The bunkers are made of bags of cement or bags of sand piled up to form a crawl space and a hole for the guns and missile or grenade launchers. This side faces the valley.

The inside is very cozy, and by that I mean cramped and uncomfortable. Probably very hot, too.

Next to the missile laucher bunker they keep a stockpile of rockets. Kristof mentioned he didn’t think the US military would be so quick to point out to tourists where they keep their ammo and how the bunkers are situated.

At the end of the bunker ridge we arrived at base of the temple. The temple runs uphill north to south along the mountain cliff, overlooking the Cambodian plains to the east. Further north on the other side of the valley is the the Thai outpost. As we walked south the temple entrance turns into stairs that overlook everything.

At the top of the first stairway a captain armed with an AK-47 stood guard and kindly accepted my last pack of cigarettes.

Rady had the idea of posing for pictures with the gun in front of the temple. After a brief photoshoot I had this gem on my memory card. I showed this to someone who pointed out the the hose from my hydration pack adds an interesting touch to the picture of me leading a Cambodian insurrection.

Behind where the captain was posted we came upon the entrance to another section of the temple. Within the last few years the Thais bombed this section and severely damaged it. Some stones fell down and some lean precariously. The Cambodian government filed an official petition in international courts about this particular damage.

Here is a better angle of the damaged building. The women lounging around could best be described as “camp-followers.” They aren’t exactly prostitutes but they aren’t exactly girlfriends of the soldiers either. They’re just kind of… there.

The captain showed us a spot where a journalist was killed by a Thai sniper a few weeks before when he was trying to take pictures during a firefight. We stood on the spot with the Thai outpost in the background, believing that the area is safe in the daytime.

The upper levels of the temple had more buildings and less damage. Having the whole temple to ourselves, with the accompaniment of an armed military guard, was a very memorable experience. In juxtaposition with the military tension and surreal relaxed but constant threat of death the temple is very serene, quiet, and peaceful. Everywhere I looked (other than behind me at the military) I was alone walking amid thousand-year-old ruins, relics of an ancient dynasty and temple to its mystical gods. It is too difficult to transcribe the feeling onto this blog. It was simply awe-inspiring.

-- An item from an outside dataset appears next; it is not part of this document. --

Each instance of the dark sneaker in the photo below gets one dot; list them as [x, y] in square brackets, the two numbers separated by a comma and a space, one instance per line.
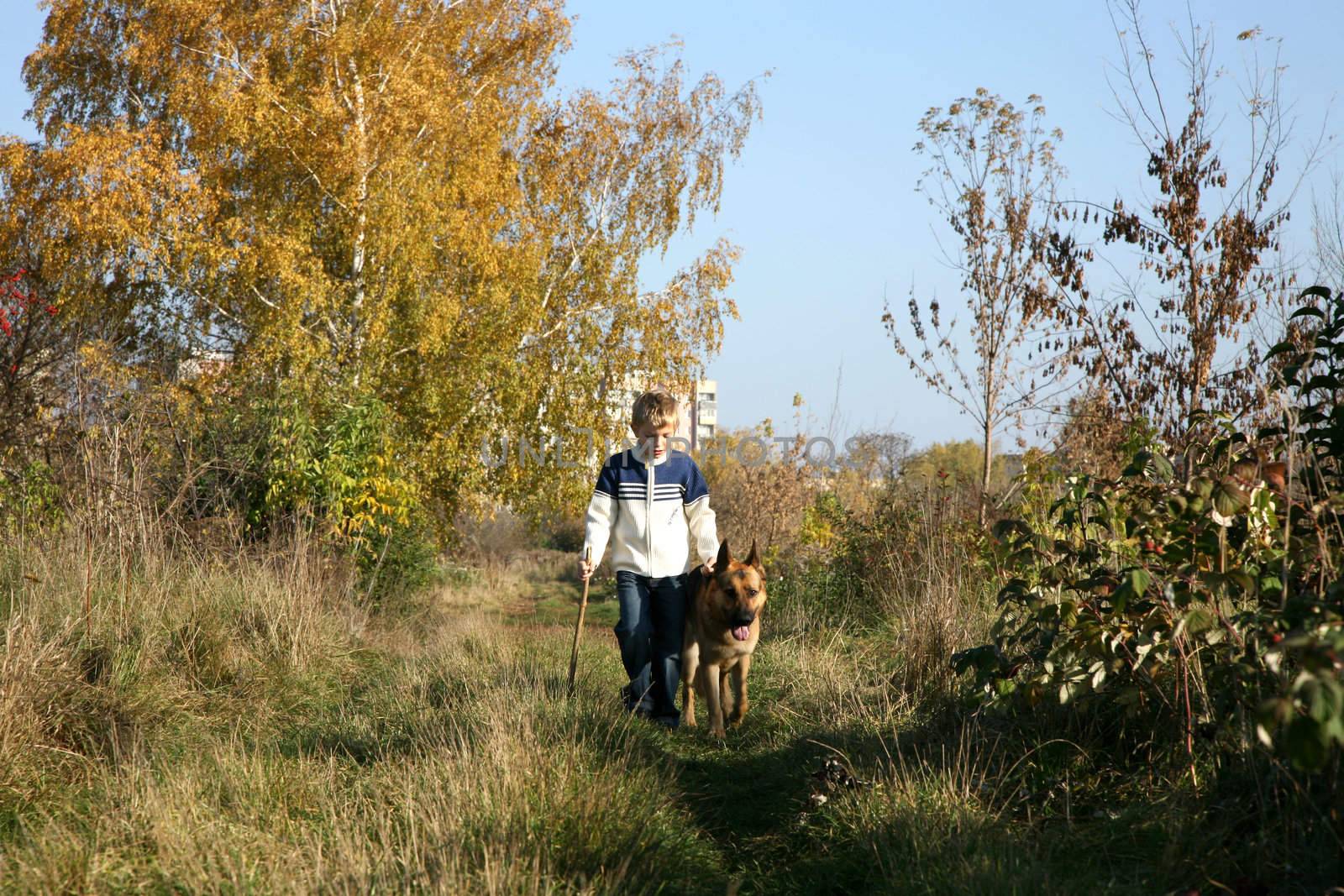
[642, 710]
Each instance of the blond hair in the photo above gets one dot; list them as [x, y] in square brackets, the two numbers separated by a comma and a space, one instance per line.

At the very top of the temple the corner of the cliff overlooks a vast expanse of Cambodian plains. Twenty meters to the west of the back building the bunkers start up again. It seems the serenity is contained within the temple grounds.

Over the last month the fighting has intensified; however this month steps have been taken to cease fire and work toward a solution. Any solution would require one side to make big concessions that would be too unpopular with their people. These concessions will not happen and so the tension will remain. As long as the border is only populated by underpaid soldiers and no third-party observers the fights will continue to break out, soldiers will die and the temple will be further damaged. I believe that it is just a matter of time before lasting peace is achieved, driven by both the desire to preserve the temple and the interest both sides have in tourism revenue from temple tours. Until then I think we’ll just have to wait. And occasionally visit, weather permitting.